For SQL injection, you should always use proper escaping like mysql_real_escape_string. The best is to use prepared statements (or even an ORM) to prevent omissions.
You already did those.
The rest depends on your application's logic. You may filter HTML along with validation because you need correct information, but I don't do validation to protect from XSS, I only do business validation*.
General rule is "filter/validate input, escape output". So I escape what I display (or transmit to third-party) to prevent HTML tags, not what I record.
* Still, a person's name or email address shouldn't contain < >
Validation is to do with making input data conform to the expected values for your particular application.
Injections are to do with taking a raw text string and putting it into a different context without suitable Escaping.
They are two completely separate issues that need to be looked at separately, at different stages. Validation needs to be done when input is read (typically at the start of the script); escaping needs to be done at the instant you insert text into a context like an SQL string literal, HTML page, or any other context where some characters have out-of-band meanings.
You shouldn't conflate these two processes and you can't handle the two issues at the same time. The word ‘sanitization’ implies a mixture of both, and as such is immediately suspect in itself. Inputs should not be ‘sanitized’, they should be validated as appropriate for the application's specific needs. Later on, if they are dumped into an HTML page, they should be HTML-escaped on the way out.
It's a common mistake to run SQL- or HTML-escaping across all the user input at the start of the script. Even ‘security’-focused tutorials (written by fools) often advise doing this. The result is invariably a big mess — and sometimes still vulnerable too.
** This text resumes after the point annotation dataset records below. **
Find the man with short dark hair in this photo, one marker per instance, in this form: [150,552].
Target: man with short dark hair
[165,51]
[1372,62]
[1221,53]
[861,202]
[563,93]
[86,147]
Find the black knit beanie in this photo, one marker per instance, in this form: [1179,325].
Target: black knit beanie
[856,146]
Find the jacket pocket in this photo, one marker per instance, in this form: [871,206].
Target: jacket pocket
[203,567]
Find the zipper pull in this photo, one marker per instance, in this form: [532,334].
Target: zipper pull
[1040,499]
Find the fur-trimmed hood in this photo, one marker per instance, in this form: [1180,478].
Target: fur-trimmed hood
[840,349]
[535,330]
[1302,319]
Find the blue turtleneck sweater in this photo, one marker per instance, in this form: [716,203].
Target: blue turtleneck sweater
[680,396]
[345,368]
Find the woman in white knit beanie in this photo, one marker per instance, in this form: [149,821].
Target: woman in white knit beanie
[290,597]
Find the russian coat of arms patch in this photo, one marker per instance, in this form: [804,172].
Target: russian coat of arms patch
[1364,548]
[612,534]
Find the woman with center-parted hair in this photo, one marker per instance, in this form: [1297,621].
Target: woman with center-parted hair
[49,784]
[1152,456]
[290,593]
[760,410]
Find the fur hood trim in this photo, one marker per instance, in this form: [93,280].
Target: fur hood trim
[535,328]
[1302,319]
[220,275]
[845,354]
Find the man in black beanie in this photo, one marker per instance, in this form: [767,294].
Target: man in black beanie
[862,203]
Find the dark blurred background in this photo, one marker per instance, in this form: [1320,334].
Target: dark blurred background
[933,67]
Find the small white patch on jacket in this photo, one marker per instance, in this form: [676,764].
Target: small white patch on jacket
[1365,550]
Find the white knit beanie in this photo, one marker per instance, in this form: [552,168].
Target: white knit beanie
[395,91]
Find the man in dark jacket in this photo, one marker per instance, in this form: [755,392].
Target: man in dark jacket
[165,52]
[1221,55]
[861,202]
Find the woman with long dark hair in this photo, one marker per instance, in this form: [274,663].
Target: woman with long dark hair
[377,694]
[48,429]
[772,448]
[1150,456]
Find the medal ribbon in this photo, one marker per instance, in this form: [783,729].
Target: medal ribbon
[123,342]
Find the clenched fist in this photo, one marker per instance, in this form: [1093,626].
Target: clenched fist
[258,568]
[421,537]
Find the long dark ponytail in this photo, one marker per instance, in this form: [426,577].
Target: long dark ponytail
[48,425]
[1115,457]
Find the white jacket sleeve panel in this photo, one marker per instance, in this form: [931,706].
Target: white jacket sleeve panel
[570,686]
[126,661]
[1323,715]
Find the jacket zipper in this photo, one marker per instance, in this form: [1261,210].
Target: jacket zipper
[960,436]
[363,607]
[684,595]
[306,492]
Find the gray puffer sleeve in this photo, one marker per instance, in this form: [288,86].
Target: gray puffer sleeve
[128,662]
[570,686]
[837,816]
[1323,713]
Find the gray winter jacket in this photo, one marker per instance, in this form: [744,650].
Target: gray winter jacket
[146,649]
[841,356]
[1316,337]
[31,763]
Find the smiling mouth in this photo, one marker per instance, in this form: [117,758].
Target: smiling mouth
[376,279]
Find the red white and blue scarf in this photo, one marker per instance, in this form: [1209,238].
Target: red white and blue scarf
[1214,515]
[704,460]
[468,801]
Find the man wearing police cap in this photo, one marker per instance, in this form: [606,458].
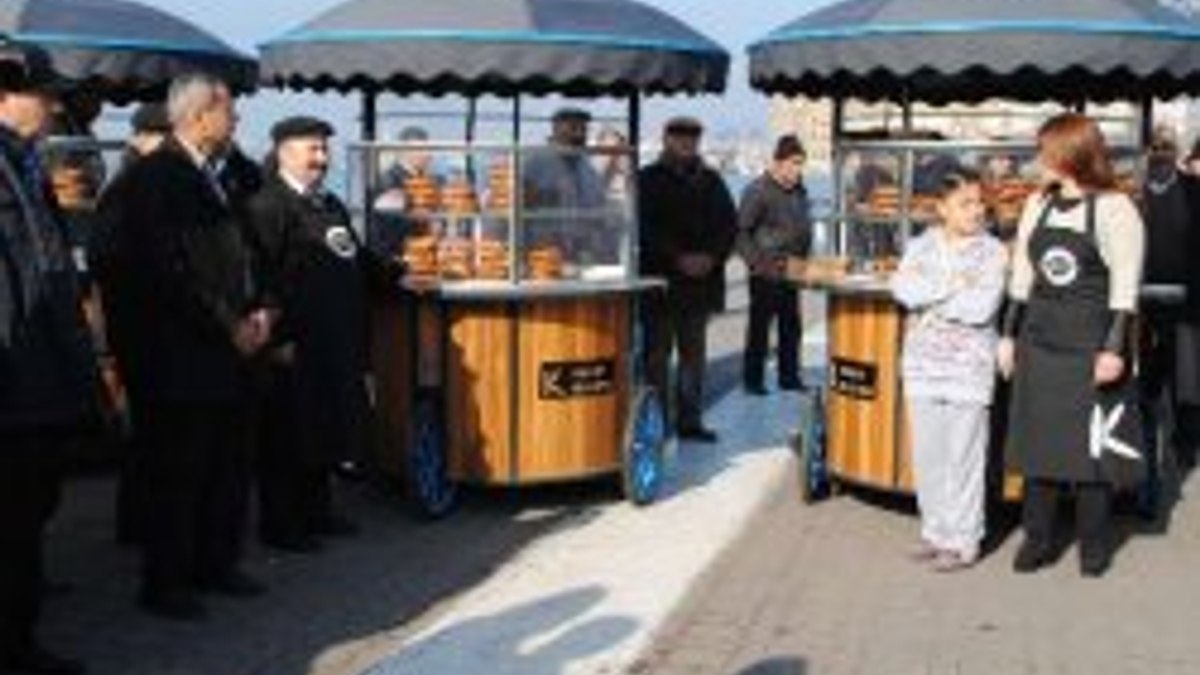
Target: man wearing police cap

With the example of a phone number field, whilst ensuring that a string contains only numbers will certainly also guarantee that it could not be used for HTML-injection, that's a side-effect which you should not rely on. The input stage should only need to know about telephone numbers, and not which characters are special in HTML. The HTML template output stage should only know that it has a string (and thus should always call htmlspecialchars() on it), without having to have the knowledge that it contains only numbers.
Incidentally, that's a really bad e-mail validation regex. Regex isn't a great tool for e-mail validation anyway; to do it properly is absurdly difficult, but this one will reject a great many perfectly valid addresses, including any with + in the username, any in .museum or .travel or any of the IDNA domains. It's best to be liberal with e-mail addresses.
NO.
NOOOO.
NOOOOOOOOOOOOOOOOOOOOOOOOOOOOOOOOOOOOOO.
DO. NOT. USE. REGEX. FOR. THIS. EVER.
RegEx to Detect SQL Injection
Java - escape string to prevent SQL injection
You still want to escape the data before inserting it into a database. Although validating the user input is a smart thing to do the best protection against SQL injections are prepared statements (which automatically escape data) or escaping it using the database's native escaping functionality.
There is the php function mysql_real_escape_string(), which I believe you should use before submitting into a mysql database to be safe. (Also, it is easier to read.)
If you are good with regular expression : yes.
But reading your email validation regexp, I'd have to answer no.
The best is to use filter functions to get the user inputs relatively safely and get your php up to date in case something broken is found in these functions.
When you have your raw input, you have to add some things depending on what you do with these data : remove \n and \r for email and http headers, remove html tags to display to users, use parameterized queries to use it with a database.